I organized the study work as four cumulative masterclasses: AI system evaluation, information retrieval, production patterns, and inference economics. The throughline is the same: RAG systems over Chilean regulatory and fiscal corpora, with theory, executable code, and examples.

In the local repo, the first three parts are closed: 12 eval sections, 9 retrieval sections, and 12 production sections. Inference economics remains the next dedicated module, although the production layer already includes cost metering, budget guards, and cost-aware routing.

Tradeoffs

Implement primitives from scratch when they teach judgment: BM25, TF-IDF, RRF, token buckets, circuit breakers, and caches.
Prefer Chilean corpora and examples over generic demos that hide domain-specific failures.
Separate evaluation, retrieval, and production so each failure has its own diagnosis.
Avoid oversized infrastructure: start with FastAPI, Postgres/pgvector, enough observability, and runbooks.

Validation

Each section pairs a theory document with an executable script.

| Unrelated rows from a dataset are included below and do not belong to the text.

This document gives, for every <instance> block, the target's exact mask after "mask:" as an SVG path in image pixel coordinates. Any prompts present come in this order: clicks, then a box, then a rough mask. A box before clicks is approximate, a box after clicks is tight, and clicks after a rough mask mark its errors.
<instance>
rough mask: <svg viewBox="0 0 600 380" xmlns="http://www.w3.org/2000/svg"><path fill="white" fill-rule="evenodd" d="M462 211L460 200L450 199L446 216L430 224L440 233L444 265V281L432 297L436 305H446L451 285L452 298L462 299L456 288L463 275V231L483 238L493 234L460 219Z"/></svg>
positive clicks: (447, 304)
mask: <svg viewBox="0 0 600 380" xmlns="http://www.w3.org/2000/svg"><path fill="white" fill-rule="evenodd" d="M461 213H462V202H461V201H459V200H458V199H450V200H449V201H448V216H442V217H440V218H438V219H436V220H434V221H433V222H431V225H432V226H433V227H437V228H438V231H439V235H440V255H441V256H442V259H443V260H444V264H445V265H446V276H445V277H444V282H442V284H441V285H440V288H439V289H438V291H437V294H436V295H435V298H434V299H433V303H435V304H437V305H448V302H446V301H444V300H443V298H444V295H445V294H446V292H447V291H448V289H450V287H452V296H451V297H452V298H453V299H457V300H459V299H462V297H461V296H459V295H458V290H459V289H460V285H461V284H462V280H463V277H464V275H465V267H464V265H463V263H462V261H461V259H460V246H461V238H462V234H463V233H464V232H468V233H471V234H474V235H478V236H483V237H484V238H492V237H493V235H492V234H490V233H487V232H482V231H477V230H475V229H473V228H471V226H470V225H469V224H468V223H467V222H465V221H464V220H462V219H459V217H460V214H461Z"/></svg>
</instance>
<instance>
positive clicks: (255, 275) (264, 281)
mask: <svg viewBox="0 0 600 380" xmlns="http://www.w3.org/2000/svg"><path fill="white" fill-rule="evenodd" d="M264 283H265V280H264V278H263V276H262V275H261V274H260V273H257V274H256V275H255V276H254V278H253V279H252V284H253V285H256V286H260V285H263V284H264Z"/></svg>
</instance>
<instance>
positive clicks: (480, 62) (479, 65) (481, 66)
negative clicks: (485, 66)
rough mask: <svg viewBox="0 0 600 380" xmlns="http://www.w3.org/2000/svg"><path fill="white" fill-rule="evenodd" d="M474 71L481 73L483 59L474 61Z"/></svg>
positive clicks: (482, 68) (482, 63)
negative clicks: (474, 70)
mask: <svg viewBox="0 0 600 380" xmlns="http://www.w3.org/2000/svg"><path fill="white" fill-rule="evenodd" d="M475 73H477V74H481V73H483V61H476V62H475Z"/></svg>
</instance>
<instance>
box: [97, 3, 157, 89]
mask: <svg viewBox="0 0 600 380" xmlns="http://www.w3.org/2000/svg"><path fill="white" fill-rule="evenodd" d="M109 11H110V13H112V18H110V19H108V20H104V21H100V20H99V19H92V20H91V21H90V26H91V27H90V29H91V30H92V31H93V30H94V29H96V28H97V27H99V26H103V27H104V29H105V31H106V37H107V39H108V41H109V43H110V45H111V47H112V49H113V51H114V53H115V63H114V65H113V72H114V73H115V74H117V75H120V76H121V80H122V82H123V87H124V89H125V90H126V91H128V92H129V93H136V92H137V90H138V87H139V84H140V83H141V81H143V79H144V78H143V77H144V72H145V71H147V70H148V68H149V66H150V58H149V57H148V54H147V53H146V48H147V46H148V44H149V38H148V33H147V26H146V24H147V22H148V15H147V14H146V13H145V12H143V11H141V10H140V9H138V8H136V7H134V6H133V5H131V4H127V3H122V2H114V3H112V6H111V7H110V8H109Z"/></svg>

Evals covers golden datasets, retrieval and generation metrics, LLM-as-judge, bootstrap, and CI integration. Retrieval compares BM25, embeddings, hybrid search, chunking, query rewriting, reranking, and domain edge cases. Production adds versioned prompts, multi-level caching, tracing, retries, circuit breakers, canary, online evals, cost, security, and incidents.

Outcome

A reusable map for designing fiscal/regulatory RAG systems with explicit criteria.
Small code that exposes the mechanisms before hiding them behind libraries.
Base material for posts, internal workshops, or client conversations about high-stakes AI.
A clear progression: measure first, retrieve better, then operate with visible costs and failures.

The publishable path is not dumping the full masterclass into the blog. It is distilling concrete pieces: how to build a fiscal golden dataset, when BM25 beats embeddings, or how to calculate the real cost of a RAG system before selling it.